The students will visit China Ranch for a nature hike with owner Brian Brown, who, when he was Watkins’ teacher many years ago, was the first person to inspire her belief that there were stories to be found in the desert she called home.
“He showed me things I hadn’t seen before,” she said.
They may also visit the University of Nevada, Las Vegas. On the last day of the workshop, the students will have dinner in the Las Vegas arts district and do a reading of their work at the Writer’s Block, an independent, interactive bookstore.
The school is open to anyone, from young writers who may already have published in some form, to those who have no experience with creative writing and “everyone in between.”
During the upcoming June class time, from 9 a.m. until noon Monday through Thursday at the NyE Communities Coalition, “We will try on different types of styles, try imitations, try to be omnivorous in our reading,” Watkins said. “We will also get into some technical stuff.
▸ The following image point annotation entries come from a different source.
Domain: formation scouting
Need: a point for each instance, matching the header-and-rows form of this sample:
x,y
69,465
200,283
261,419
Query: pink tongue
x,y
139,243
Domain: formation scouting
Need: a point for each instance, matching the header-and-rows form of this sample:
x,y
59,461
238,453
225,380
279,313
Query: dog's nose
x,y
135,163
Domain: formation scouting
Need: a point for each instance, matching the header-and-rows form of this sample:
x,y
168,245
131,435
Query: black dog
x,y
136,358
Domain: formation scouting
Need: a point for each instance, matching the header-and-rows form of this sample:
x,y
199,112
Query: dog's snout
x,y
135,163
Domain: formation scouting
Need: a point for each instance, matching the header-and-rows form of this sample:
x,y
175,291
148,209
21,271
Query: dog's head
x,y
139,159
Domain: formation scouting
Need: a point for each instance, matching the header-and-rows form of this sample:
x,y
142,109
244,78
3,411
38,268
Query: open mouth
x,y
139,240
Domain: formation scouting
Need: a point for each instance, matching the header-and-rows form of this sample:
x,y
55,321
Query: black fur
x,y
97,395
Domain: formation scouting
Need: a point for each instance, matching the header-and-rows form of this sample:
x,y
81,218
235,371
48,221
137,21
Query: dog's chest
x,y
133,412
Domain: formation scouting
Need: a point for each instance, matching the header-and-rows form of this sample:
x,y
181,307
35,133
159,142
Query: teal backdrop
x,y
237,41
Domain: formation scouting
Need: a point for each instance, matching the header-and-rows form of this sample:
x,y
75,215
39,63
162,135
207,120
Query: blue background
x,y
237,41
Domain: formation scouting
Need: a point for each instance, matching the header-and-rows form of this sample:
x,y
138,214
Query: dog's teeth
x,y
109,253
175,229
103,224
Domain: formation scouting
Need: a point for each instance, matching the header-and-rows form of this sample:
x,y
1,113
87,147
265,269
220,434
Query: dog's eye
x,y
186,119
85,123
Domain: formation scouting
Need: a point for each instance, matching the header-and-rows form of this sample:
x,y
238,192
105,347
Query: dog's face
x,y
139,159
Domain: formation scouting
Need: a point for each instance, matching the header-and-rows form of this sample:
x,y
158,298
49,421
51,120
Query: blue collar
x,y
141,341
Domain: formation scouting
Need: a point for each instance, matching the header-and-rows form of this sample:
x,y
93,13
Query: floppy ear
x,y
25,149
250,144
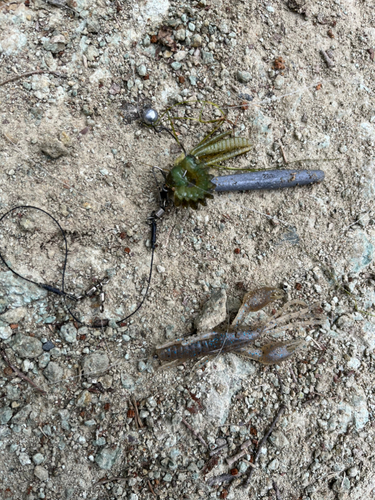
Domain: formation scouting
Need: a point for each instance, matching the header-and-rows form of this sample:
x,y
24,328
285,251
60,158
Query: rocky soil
x,y
104,422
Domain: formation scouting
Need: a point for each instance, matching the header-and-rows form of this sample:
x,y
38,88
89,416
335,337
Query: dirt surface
x,y
295,78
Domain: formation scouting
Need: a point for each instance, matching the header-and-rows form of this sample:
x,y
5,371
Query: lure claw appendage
x,y
274,353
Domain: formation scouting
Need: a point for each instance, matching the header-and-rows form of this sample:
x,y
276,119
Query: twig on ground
x,y
196,434
110,480
220,479
263,441
30,73
277,491
20,374
218,450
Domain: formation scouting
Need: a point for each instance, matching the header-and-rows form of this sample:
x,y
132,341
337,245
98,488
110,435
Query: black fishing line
x,y
61,291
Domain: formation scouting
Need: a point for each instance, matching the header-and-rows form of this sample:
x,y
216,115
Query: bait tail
x,y
274,353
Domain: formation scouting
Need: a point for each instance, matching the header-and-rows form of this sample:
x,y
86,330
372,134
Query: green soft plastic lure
x,y
189,182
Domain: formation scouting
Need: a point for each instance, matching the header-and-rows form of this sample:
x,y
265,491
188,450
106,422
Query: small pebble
x,y
47,346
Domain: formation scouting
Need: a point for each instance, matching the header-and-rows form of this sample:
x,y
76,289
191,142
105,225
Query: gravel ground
x,y
297,78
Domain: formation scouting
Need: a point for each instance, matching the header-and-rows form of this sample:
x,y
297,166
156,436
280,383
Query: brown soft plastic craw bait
x,y
238,338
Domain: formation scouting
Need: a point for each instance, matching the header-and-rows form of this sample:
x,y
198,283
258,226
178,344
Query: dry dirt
x,y
261,62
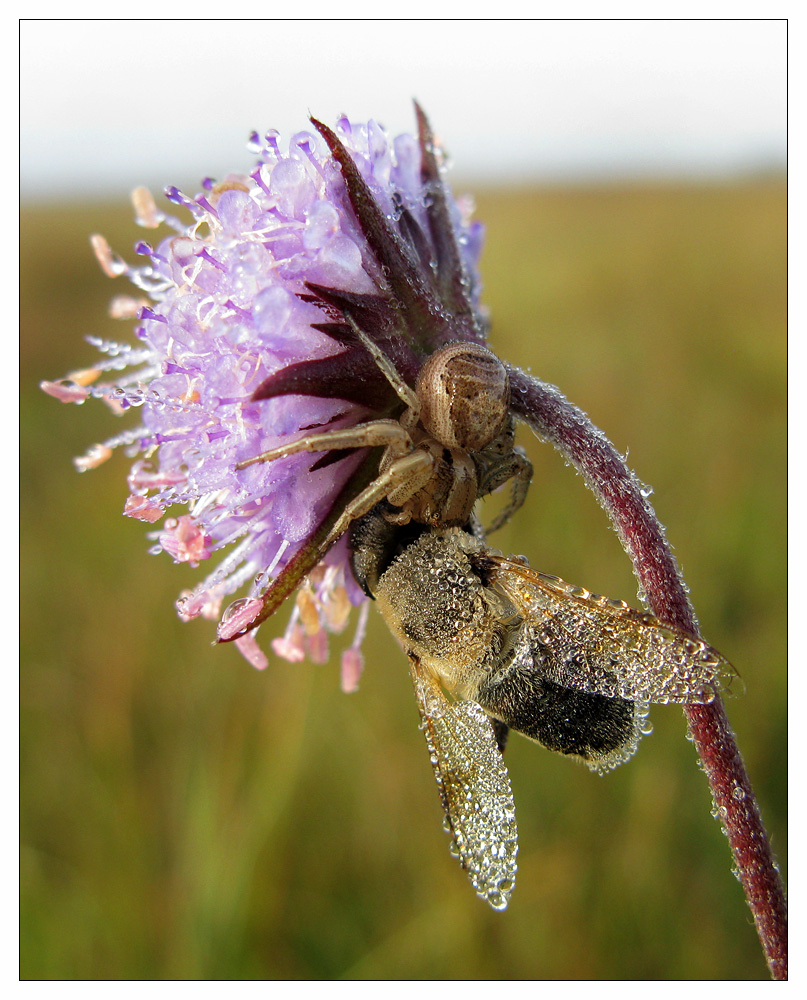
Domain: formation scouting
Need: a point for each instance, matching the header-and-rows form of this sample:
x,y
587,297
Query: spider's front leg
x,y
386,433
514,466
405,477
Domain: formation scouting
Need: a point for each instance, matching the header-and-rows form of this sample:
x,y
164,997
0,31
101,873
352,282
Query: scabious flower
x,y
245,338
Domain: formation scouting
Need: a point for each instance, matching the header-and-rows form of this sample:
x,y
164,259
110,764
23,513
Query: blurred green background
x,y
184,816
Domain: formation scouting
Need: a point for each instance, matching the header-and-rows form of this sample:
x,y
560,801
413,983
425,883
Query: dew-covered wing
x,y
474,788
594,644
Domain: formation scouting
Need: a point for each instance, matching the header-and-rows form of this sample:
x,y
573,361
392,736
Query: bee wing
x,y
591,643
474,788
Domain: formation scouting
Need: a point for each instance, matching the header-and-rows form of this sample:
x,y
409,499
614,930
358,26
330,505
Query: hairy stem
x,y
555,419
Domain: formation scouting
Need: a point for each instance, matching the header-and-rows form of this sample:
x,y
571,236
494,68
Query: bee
x,y
521,650
513,648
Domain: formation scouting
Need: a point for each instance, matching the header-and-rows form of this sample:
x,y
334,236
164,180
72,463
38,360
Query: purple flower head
x,y
245,338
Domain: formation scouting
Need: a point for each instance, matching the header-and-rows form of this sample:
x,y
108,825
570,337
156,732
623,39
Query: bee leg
x,y
500,731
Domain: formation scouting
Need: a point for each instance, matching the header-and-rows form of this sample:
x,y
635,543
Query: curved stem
x,y
555,419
We’re thinking of it as a lab for a bunch of different [writing] experiments.”
Students will write freehand, not with computers, and the school provides notebooks. Watkins and Palacio will also provide free transportation to the field trips and even to and from the school if needed.
Authors bring expertise, more
The Mojave School is for the most part funded by the personal income of Watkins and Palacio (who were married in 2014). Watkins is the author of “Battleborn” and a more recent novel “Gold Fame Citrus.”
Palacio is the author of “How to Shake the Other Man” and “The Mortifications,” a New York Times Best Book of 2016. Both are freelance contributors to literary and editorial publications, in addition to holding full-time university teaching positions.
So “when we get a little unexpected income, it goes in the Mojave fund,” Watkins said.
This year, the fund covers transportation for the students and dinner on Friday.
With support from the University of Michigan’s Helen Zell Writers’ Program, the Mojave School will include writer Rebecca Fortes as a coordinator and assistant teacher.
Fiction and screenwriter Alexandra Salerno from Los Angeles also joins this year’s faculty.
Since its founding in 2013, the school has worked with an average of about 12 students per season.
While the goal is to inspire and encourage new storytelling, Watkins said that she has learned from it, too.
“These teenagers taught me a lot about not being so precious about my work. They’re a little more process-oriented, not thinking about the outcome. The reward for the work is the work—to get it right, to encapsulate that feeling in a story in just the right way, is beautiful. It reminds me of my own priorities and the privilege and joy of making art.”
And coming home to the Mojave every year is essential to Watkins, who spent her early childhood in Tecopa and her adolescence in Pahrump. She no longer has family living in the area, but she visits the place where her parents’ ashes are scattered and spends time in the desert listening for stories.
“Going back helps me to remember things, which helps me tell better stories. I never feel quite myself in other places. I know myself when I’m there, and the place knows me.”
Ultimately, “art helps us understand who we are and how we can make the world a little bit better,” Watkins said, “and it begins with telling stories.”
Robin Flinchum is a freelance writer and editor living in Tecopa.